One modality is a non-invasive device that the patient wears on his or her head. “[It’s] a biologic energy field that is designed by a certified physician to deliver a low-dose treatment right to their brain tumor,” Dr. Dunbar says. “The device is portable and empowers patients by giving them control of their therapy.”
Traditional treatments for brain tumors continue to improve as well, according to Dr. Dunbar.
“The technical components of radiation and surgery are becoming so precise that patients are receiving more effective therapy with fewer side effects than ever before,” she says. “The improvements are completely changing the way people get their care.”
Dr. Dunbar adds that the paradigm in oncology has evolved to a point where patients are benefiting from clinical trials and emerging technologies and therapies, at diagnosis and throughout their lifetimes. Patient-centered, multidisciplinary care teams are also essential to improvements in quality of life and longevity. And there have been advances in palliative care.
“Now we have board-certified palliative oncologists as well as providers in both palliative care and oncology specialties who are dedicated to aggressively preventing and managing complex symptoms,” she says.
Telemedicine Offers Hospitals 24/7 Access to Stroke Care
When it comes to stroke care, time is of the essence. Yet more and more hospitals are themselves without neurologists on staff, leaving them with a critical need for assistance in diagnosing and treating stroke patients.

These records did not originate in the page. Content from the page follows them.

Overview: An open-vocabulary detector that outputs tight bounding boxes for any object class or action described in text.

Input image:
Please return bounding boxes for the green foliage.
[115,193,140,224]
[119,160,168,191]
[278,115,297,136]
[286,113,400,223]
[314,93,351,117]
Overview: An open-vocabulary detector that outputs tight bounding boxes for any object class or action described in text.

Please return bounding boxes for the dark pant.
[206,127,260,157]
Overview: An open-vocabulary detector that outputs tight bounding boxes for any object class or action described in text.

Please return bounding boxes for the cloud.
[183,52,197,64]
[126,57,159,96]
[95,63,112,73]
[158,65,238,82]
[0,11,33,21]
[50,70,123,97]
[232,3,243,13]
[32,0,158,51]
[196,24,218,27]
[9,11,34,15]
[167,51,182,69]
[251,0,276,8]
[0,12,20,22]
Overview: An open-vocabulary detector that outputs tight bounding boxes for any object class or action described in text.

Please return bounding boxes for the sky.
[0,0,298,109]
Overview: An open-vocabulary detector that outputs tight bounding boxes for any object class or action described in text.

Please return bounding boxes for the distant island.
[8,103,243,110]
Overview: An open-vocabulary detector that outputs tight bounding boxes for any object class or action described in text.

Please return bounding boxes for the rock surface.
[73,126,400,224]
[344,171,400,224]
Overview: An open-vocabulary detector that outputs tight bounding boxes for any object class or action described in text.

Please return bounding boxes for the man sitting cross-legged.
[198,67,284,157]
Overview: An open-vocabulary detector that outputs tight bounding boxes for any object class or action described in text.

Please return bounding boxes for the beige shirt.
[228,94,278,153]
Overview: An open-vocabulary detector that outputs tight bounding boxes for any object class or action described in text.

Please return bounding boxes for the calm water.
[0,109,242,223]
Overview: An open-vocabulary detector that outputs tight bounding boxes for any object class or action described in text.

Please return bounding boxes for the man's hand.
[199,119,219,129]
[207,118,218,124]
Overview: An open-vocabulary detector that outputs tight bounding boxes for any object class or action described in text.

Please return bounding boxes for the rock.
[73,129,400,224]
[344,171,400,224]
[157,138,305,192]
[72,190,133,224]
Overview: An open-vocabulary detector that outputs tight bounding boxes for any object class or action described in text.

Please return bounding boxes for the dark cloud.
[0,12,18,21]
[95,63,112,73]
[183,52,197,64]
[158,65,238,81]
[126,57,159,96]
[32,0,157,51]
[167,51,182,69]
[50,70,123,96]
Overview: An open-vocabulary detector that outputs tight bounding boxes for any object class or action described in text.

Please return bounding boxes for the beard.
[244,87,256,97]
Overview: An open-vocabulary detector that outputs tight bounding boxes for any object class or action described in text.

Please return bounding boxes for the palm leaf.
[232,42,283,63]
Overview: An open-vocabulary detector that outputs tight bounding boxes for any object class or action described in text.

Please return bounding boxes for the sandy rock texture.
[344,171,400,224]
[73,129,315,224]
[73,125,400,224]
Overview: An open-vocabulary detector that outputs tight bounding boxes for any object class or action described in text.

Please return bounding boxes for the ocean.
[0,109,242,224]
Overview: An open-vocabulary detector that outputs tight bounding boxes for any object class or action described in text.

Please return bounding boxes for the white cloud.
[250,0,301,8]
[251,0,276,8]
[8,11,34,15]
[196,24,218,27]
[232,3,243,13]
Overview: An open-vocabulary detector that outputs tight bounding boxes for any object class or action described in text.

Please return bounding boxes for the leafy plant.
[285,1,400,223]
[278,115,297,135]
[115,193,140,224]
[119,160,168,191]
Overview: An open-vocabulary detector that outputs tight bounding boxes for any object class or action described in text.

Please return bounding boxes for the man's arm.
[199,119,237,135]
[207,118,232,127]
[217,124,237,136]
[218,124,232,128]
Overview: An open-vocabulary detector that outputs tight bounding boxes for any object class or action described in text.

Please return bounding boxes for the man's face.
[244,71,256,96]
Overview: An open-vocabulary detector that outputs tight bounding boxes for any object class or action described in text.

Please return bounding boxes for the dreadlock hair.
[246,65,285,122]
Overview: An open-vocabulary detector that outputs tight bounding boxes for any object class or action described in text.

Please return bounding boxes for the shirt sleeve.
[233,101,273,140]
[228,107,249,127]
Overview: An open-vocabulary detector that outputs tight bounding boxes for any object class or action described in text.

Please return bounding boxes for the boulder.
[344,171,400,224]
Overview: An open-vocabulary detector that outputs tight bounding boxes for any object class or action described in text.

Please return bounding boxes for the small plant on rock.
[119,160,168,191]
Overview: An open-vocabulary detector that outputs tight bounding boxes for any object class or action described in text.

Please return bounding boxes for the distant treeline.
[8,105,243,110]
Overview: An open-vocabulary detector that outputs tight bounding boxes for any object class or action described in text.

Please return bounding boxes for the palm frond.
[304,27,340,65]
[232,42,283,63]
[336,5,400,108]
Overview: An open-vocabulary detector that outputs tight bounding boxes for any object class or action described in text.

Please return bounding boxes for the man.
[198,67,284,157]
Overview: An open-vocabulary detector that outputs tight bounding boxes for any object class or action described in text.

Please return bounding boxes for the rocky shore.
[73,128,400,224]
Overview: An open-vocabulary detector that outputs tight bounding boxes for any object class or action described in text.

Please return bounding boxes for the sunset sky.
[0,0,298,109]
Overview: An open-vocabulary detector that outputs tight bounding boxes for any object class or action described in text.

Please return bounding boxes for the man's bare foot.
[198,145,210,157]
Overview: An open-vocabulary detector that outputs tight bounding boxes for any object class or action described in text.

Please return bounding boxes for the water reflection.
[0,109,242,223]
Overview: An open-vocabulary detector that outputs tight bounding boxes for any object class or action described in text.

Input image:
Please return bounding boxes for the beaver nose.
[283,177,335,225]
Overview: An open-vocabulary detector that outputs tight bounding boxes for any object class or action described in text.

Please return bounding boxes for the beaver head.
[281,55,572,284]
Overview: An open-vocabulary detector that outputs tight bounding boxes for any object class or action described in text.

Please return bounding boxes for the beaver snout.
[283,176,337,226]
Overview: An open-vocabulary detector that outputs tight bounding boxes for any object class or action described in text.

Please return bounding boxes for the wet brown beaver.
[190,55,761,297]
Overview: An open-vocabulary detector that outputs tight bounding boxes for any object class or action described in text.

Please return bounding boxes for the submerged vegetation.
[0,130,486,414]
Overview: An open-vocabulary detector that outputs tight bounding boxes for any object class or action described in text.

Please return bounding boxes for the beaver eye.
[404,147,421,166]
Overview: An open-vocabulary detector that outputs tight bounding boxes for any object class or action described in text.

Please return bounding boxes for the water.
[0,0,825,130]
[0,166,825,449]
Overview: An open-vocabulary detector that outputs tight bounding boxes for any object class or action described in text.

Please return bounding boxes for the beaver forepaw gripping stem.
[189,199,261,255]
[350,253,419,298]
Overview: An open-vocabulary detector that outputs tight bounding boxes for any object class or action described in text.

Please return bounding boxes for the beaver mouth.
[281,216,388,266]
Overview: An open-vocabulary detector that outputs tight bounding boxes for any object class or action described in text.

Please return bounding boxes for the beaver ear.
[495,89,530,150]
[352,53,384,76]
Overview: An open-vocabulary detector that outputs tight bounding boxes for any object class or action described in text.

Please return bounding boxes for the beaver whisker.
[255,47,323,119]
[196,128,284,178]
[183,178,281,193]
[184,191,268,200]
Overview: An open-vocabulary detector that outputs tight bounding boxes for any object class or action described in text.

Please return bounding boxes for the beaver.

Matthews Gwynn, M.D., and his partners at Atlanta Neurology, Drs. Keith Sanders, Jim Kiley and Lisa Johnston, saw that they could provide this much-needed service to hospitals in real-time via the Internet. Six years ago, they founded AcuteCare Telemedicine (ACT), which offers cost-effective solutions that deliver complete on-call coverage, improve patient outcomes, adhere to HIPAA/HITECH requirements and establish a sustainable financial model for patient care.
“With the advent of high-speed Internet service, we saw the feasibility of treating emergency neurology patients through telemedicine in real time,” says Dr. Gwynn. “We started out providing the service to one hospital and are now serving 25 hospitals in five states, and the demand is still high and growing.”
Dr. Gwynn explains that ACT’s physicians are available to consult with hospital personnel and see the patient who presents with stroke symptoms within just minutes of notification.
“We’re able to actually see the patient via a webcam with a high-definition camera on a wide flat screen. The camera can pan, tilt and zoom all around the room so that we are able to view the patient, turn and talk with his or her family members, view lab results and scans … exactly as if we were in the room,” he says. “Then we can determine if the patient is having a stroke or experiencing something else and make recommendations for how to treat them. Our note goes into the patient’s chart immediately.”
Through ACT, hospitals are able to access a network of experienced, board-certified clinicians who are able to communicate clearly with patients, doctors, nurses and pharmacists, at a fraction of the cost they would incur for having neurologists on staff. But more important, they are able to provide immediate diagnosis and treatment for patients who may be experiencing stroke.